Maria Spain, a school counselor at South San ISD, spent three days in Uvalde, much of it talking with parents and staff about survivor guilt and fear of the unknown.

Spain itself wrestled with the unknown of what each day would bring, wondering if it would be able to meet the needs of the community.

“I was just trying to mentally prepare myself, not knowing how it was going to be,” she said. “In the past, when I had to respond (to similar incidents), small communities tended to want to mourn together. And we were coming in as strangers, and so there’s this lack of trust there.

“It takes time for them to see that we are there to help them and to try to build that trust, but we don’t have a lot of time,” Spain said.

Once she arrived in Uvalde, she saw how families just needed a place where they could feel safe and be together.

“They weren’t really comfortable being at home. They weren’t really comfortable being at the memorial, not really knowing where to go,” Spain said. “So they gathered where everyone was. They gathered with familiar people.
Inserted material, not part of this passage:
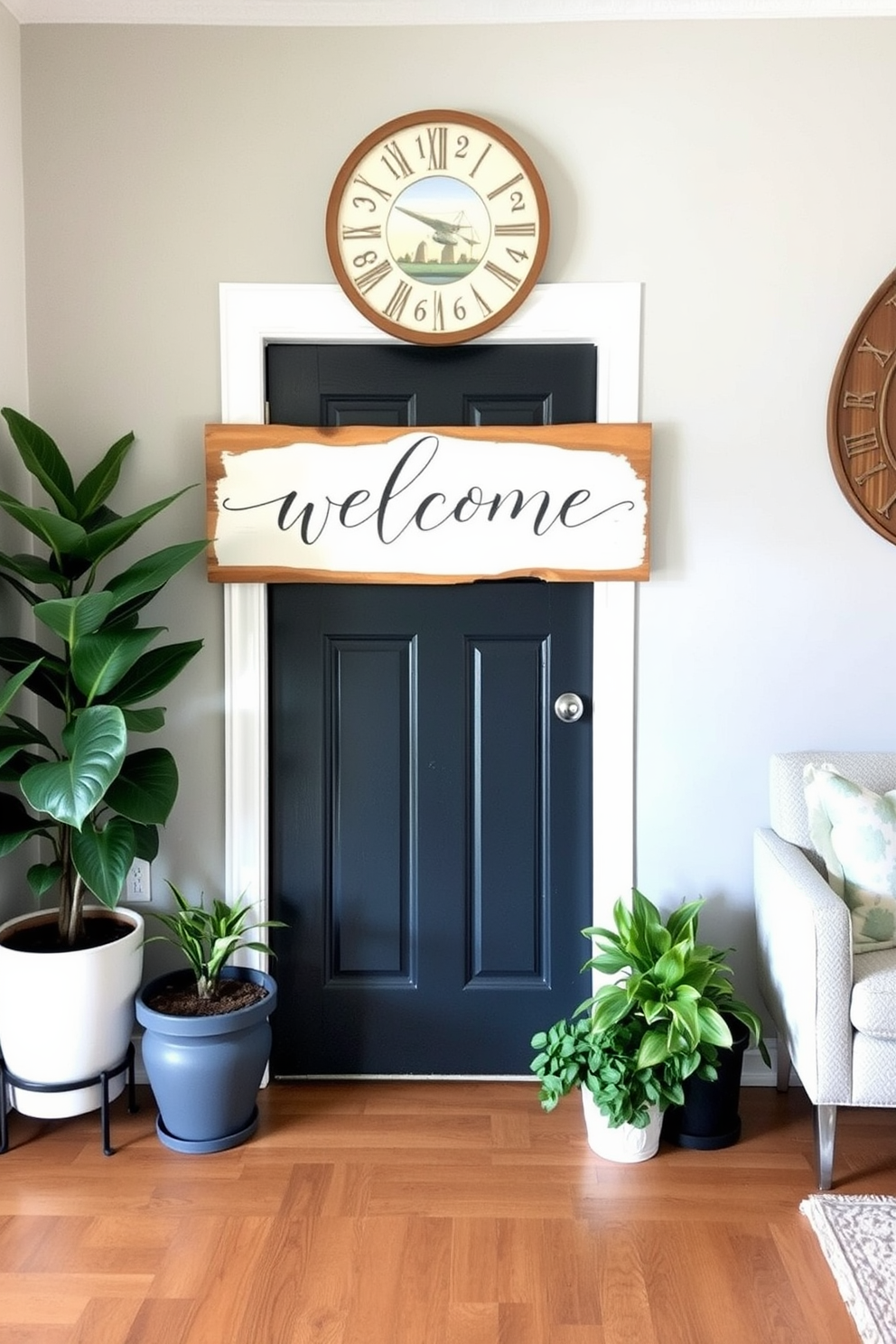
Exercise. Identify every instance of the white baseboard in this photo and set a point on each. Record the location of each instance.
(755, 1073)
The priority now is to ensure that Uvalde has continued services throughout the summer and into the fall.

“I’m very worried about August,” Johnson said. “When it calms down, that’s when the grief hits. There’s a lot of support right now, but August is when we can really help even more, because that’s when everyone goes back to school.

Susan Arciniega, health co-ordinator for Somerset ISD, who has volunteered at Uvalde, said the care needs to be long-term.

“Usually when things happen in the first few weeks, maybe even longer, you get all this support, but you don’t want to forget to check every single person,” she said.

At the same time, it’s important not to overwhelm the community and trample on their privacy, Arciniega said.

“You have to assess how much is too much and how much is not enough,” she said. “I think they can perfectly tell you that. You have to ask them: what do you need from us? »

About 50 counselors will continue to visit Uvalde over the next three weeks to provide classroom orientation to students at CISD Uvalde’s five campuses that hold summer schools, Reinen said.

Students who are not in summer school will be able to benefit from the services provided by the Children’s Bereavement Center, Reinen said.

Plans are underway for more counselors from as far away as Houston to assist Uvalde throughout the summer through Communities in Schools, a San Antonio-based nonprofit that has counselors embedded in most districts. schools in San Antonio.

“I’ve never seen anything of this magnitude, this level,” Johnson said. “It was heartbreaking to be there so close.”

“I can’t really describe it. It just makes it more real, not that it wasn’t real before, my heart just hurts,” Johnson said. “I’m still processing it today. I feel that connection with Uvalde now, just because when people share those kinds of stories, you just have a connection and a connection with them.